BP's $500m compensation payout to the US state of Alabama, for the one of the world's worst environmental disasters in recent history, is merely the tip of the iceberg and state residents should file more claims, says a state official.
Speaking at a set of meetings related to the state's claims in court for compensation from BP's Gulf of Mexico oil spill, Alabama Attorney General Luther Strange said that the half a billion dollars settlement is just the start and that the state had not received a fair share of the $3bn (£1.9bn, €2.3bn), in total payments so far.
Alabama's court-appointed BP claims administrator Pat Juneau confirmed to media agencies that Strange had hosted a set of meetings this week in the state, ahead of the region's appellate court, the equivalent of an appeals court in the UK, on 8 July.
The meetings were aimed to rustle up more potential claims related to business economic losses stemming from the an explosion on BP's Deepwater Horizon rig on 20 April 2010, which killed 11 workers and resulted in the largest oil spills and environmental disasters in history.
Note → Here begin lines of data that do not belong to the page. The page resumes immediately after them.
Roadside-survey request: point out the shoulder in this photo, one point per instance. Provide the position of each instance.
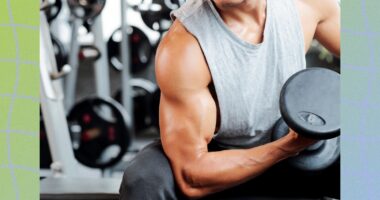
(323, 9)
(180, 63)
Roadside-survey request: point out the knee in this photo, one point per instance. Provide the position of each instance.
(139, 182)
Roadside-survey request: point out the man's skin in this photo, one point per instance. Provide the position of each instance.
(189, 114)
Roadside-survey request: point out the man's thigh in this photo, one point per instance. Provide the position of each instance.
(149, 176)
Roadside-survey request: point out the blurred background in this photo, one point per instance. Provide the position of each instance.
(103, 105)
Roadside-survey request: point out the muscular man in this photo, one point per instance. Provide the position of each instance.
(220, 68)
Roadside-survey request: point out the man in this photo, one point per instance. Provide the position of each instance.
(220, 69)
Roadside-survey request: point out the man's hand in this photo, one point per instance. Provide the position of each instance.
(297, 143)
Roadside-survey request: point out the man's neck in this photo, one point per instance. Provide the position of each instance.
(243, 12)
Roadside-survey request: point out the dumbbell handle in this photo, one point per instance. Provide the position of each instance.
(66, 69)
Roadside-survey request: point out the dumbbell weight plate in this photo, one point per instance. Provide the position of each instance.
(59, 52)
(86, 9)
(143, 109)
(317, 157)
(52, 9)
(140, 53)
(156, 15)
(309, 103)
(99, 130)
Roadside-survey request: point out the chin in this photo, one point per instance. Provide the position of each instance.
(228, 3)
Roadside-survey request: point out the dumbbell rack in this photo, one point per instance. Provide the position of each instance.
(51, 97)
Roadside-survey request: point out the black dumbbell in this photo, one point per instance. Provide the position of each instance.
(87, 10)
(141, 49)
(309, 105)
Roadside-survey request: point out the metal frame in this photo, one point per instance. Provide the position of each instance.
(51, 97)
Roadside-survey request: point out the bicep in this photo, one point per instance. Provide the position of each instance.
(328, 30)
(187, 124)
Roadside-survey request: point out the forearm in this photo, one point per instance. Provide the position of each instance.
(217, 171)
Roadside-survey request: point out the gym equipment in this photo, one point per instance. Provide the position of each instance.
(309, 104)
(141, 49)
(89, 53)
(51, 9)
(60, 52)
(86, 10)
(316, 157)
(65, 188)
(143, 110)
(99, 130)
(156, 13)
(45, 156)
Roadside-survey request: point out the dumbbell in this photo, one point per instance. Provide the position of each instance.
(87, 10)
(141, 49)
(309, 105)
(156, 13)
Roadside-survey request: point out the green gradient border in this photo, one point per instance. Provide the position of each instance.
(19, 99)
(19, 85)
(360, 99)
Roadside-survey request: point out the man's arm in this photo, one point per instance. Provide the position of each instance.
(188, 115)
(328, 28)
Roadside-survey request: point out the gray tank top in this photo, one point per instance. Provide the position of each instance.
(247, 77)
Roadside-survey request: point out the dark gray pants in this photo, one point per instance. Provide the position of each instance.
(149, 177)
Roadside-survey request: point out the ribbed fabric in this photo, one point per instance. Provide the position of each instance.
(247, 77)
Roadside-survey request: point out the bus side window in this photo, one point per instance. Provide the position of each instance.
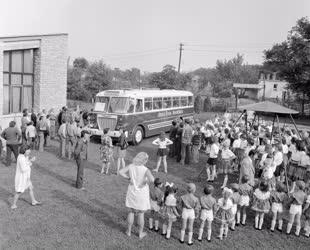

Some 72,000 of Alabama's coastal businesses and individuals have already filed claims, said Strange, but more people should come forward.
He added that the four million barrels of oil spilled into the Gulf of Mexico over about three months, would have affected the livelihoods of tens of thousands of people and more people should file for compensation.
However, Juneau warned that businesses or individuals that seek compensation, have to prove that they incurred a 15% loss at least, during the time of oil spill.
The deadline for individuals or businesses filing claims is 22 April 2014.
BP originally estimated that it would pay around $8bn in uncapped settlements for the oil spill.
According to the website for the Deepwater Horizon Economic and Property Damages settlement, the source of dispute for BP is the calculation of business economic losses.
This accounts for $2bn of $3.47bn in claims deemed eligible so far.
It also identified another 9,000 people who are eligible to file a claim and this could add more than another $1bn to the compensation pot.
The claimant assistance centre in Mobile, Alabama said the state is the third among the five Gulf counterparts for claims, behind Florida and Louisiana.
In April, IBTimes UK calculated that the total costs for BP, resulting from the Gulf of Mexico oil spill, so far is steadily rising and, at current estimates, will top $42bn.
The case is in re: Oil Spill by the Oil Rig "Deepwater Horizon" in the Gulf of Mexico, on April 20, 2010, U.S. District Court, Eastern District of Louisiana, No. 10-md-02179. The appeal on claims is "BP Exploration & Production Inc et al. vs Lake Eugenie Land & Development Inc, et al." in the U.S. Court of Appeals for the Fifth Circuit, No. 13-30329.